Premessa: per ottenere più equità dalla manovra «salva Italia», va bene tutto. Anzi, quasi tutto. Non va bene, ad esempio, che Raffaele Bonanni ci dica solo ora di avere uno zio. Che — parole sue — «non capisce nulla di economia», ma ne saprebbe, forse, più del professor Monti su come raddrizzare le gambe ai cani, contrastando l'evasione fiscale dei grandi patrimoni.

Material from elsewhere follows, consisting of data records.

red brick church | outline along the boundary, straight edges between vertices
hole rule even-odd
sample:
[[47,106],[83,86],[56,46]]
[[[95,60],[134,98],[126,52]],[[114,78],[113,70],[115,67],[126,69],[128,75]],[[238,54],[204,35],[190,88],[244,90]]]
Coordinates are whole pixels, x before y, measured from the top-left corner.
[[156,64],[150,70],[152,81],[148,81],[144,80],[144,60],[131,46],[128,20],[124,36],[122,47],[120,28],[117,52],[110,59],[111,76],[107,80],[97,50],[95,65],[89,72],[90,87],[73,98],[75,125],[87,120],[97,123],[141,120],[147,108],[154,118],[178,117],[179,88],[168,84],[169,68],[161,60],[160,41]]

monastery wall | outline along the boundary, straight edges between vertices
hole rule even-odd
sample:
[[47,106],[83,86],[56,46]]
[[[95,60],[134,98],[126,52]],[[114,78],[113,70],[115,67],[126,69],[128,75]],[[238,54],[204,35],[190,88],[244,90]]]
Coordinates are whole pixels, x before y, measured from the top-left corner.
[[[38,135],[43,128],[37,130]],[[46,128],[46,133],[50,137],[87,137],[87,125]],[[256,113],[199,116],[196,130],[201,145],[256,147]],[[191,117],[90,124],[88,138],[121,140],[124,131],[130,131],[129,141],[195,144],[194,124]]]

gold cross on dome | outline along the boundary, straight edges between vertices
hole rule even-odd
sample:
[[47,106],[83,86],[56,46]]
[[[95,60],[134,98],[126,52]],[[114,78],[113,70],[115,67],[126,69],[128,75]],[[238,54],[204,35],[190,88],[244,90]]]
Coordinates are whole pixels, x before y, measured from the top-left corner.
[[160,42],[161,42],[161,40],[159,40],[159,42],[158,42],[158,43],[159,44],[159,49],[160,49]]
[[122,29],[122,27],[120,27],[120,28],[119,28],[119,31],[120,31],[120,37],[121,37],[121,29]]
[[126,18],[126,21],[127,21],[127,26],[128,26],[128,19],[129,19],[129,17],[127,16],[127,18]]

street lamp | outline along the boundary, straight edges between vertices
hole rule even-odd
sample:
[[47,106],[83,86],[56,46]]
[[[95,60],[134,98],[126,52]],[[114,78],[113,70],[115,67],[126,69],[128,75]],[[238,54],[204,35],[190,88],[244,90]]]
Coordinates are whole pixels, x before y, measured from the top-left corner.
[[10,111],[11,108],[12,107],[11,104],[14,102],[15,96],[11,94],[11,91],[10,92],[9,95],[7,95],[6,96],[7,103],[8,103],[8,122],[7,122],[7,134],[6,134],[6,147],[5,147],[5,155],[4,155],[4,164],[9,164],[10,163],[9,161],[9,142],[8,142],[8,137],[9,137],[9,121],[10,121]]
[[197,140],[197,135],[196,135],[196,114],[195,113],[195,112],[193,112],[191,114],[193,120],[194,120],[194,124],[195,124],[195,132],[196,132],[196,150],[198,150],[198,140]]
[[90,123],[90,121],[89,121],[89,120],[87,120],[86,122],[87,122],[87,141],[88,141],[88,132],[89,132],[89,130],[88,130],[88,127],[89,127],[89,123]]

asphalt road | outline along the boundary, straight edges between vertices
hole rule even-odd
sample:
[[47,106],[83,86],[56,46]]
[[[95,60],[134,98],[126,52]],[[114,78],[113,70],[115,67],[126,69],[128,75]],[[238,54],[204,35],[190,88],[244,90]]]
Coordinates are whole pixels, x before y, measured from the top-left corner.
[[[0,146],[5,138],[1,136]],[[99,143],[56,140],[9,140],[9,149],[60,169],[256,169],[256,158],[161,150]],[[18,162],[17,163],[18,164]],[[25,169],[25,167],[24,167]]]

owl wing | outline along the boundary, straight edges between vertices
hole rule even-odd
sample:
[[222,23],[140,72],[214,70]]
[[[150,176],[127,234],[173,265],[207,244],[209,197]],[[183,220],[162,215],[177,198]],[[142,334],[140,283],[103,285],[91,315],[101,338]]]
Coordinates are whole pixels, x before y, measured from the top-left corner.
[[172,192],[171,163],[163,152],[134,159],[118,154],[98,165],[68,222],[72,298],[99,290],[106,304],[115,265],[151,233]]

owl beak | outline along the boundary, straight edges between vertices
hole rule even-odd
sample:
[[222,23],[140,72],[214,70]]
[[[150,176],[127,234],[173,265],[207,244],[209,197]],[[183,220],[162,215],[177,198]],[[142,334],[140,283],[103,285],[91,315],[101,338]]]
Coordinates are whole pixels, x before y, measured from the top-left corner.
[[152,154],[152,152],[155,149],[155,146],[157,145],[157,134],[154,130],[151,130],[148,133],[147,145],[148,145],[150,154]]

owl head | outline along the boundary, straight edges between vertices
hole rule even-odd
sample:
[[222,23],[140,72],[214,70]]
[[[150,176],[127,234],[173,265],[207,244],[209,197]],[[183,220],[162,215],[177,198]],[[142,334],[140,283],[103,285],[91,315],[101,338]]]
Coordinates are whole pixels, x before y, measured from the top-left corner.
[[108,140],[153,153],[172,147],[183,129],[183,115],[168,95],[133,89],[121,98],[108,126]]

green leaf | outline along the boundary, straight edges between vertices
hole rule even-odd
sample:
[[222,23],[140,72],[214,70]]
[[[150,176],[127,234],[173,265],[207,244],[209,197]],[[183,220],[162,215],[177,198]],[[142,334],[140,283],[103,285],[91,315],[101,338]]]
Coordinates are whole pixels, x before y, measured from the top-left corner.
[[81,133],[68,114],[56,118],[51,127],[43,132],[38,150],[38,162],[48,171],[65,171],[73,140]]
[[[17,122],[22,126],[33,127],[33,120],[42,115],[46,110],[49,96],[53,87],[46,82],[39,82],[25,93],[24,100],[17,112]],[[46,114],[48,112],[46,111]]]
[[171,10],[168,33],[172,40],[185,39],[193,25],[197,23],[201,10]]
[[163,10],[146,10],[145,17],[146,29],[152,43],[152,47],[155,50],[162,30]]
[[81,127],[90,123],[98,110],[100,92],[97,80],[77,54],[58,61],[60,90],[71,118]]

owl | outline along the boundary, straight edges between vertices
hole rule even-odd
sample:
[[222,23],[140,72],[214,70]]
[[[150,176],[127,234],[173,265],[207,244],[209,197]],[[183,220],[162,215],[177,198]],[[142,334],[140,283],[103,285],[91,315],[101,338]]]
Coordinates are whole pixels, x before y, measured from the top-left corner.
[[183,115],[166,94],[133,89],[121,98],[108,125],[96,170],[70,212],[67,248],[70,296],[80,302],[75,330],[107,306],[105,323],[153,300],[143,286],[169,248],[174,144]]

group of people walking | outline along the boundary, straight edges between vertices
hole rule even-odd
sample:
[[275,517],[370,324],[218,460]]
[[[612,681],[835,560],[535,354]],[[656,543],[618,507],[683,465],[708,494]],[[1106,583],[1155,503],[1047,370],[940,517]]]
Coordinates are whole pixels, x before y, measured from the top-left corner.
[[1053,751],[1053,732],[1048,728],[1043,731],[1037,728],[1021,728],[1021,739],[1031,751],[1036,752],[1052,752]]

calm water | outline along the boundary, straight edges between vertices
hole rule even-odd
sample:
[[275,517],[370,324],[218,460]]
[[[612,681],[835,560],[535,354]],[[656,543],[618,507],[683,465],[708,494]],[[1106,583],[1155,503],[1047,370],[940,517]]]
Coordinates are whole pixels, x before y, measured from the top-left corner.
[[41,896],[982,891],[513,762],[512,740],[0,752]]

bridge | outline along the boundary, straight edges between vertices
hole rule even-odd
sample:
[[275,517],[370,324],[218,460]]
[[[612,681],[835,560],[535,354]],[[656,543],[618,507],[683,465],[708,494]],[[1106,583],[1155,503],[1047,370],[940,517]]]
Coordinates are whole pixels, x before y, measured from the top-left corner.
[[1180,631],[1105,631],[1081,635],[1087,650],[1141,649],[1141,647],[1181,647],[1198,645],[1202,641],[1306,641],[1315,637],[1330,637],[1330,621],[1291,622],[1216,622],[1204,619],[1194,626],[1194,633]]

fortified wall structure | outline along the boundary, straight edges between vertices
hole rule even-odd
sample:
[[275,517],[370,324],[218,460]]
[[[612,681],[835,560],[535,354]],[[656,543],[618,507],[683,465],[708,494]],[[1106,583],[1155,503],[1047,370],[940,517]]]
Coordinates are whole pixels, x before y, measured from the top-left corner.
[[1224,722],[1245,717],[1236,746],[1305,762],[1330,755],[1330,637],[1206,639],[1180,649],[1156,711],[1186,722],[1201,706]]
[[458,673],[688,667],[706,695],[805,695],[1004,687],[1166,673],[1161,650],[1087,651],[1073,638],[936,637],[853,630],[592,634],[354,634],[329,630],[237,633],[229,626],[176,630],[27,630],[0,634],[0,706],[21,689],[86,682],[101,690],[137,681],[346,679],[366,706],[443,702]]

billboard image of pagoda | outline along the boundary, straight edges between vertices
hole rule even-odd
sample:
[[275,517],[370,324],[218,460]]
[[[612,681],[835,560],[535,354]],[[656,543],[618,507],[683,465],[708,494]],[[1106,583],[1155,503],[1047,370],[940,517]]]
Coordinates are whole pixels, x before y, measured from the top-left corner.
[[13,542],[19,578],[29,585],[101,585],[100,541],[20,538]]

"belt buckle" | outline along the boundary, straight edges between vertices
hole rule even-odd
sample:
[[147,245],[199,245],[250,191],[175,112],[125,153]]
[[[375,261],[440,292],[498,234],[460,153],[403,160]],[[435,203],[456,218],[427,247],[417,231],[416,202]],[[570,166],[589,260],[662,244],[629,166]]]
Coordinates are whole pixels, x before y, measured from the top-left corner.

Ce lo avesse detto prima, sarei andato a trovarlo, per chiedergli di spiegare al nipote più preparato — lui che non capisce un'acca di economia — che Marchionne da tre anni mena il can per l'aia davanti al naso di lavoratori sindacati e governo. E gli avrei chiesto — sempre a lui, lo zio ignorante — di frenare lo slancio del nipote nei suoi abbracci con Maurizio Sacconi, il peggior ministro del Lavoro della storia repubblicana. Col quale il capo della Cisl ha concordato ogni mossa per isolare le lotte della Cgil contro tutte le iniquità del governo Berlusconi. E poi, sempre lo zio di Bonanni — non capendo nulla di economia — avrebbe potuto spiegare al nipote anche come trattare con Marchionne. «Non è rinunciando ai diritti dei lavoratori, Raffaè, che la Fiat progetterà nuove auto e produrrà quelle giuste per battere la concorrenza. Sient'ammè, senza soldi in saccoccia non si comprano macchine, né nostrane né forestiere». Sono certo che lo zio digiuno di tecnologia e mercati lo avrebbe fatto.
Comunque, meglio tardi che mai. Sappiamo che Bonanni ha un parente, ignorante ma saggio. All'occorrenza, può tirare dalla giacchetta il nipote un po' scapestrato (benché stagionato). E per ora ci basta.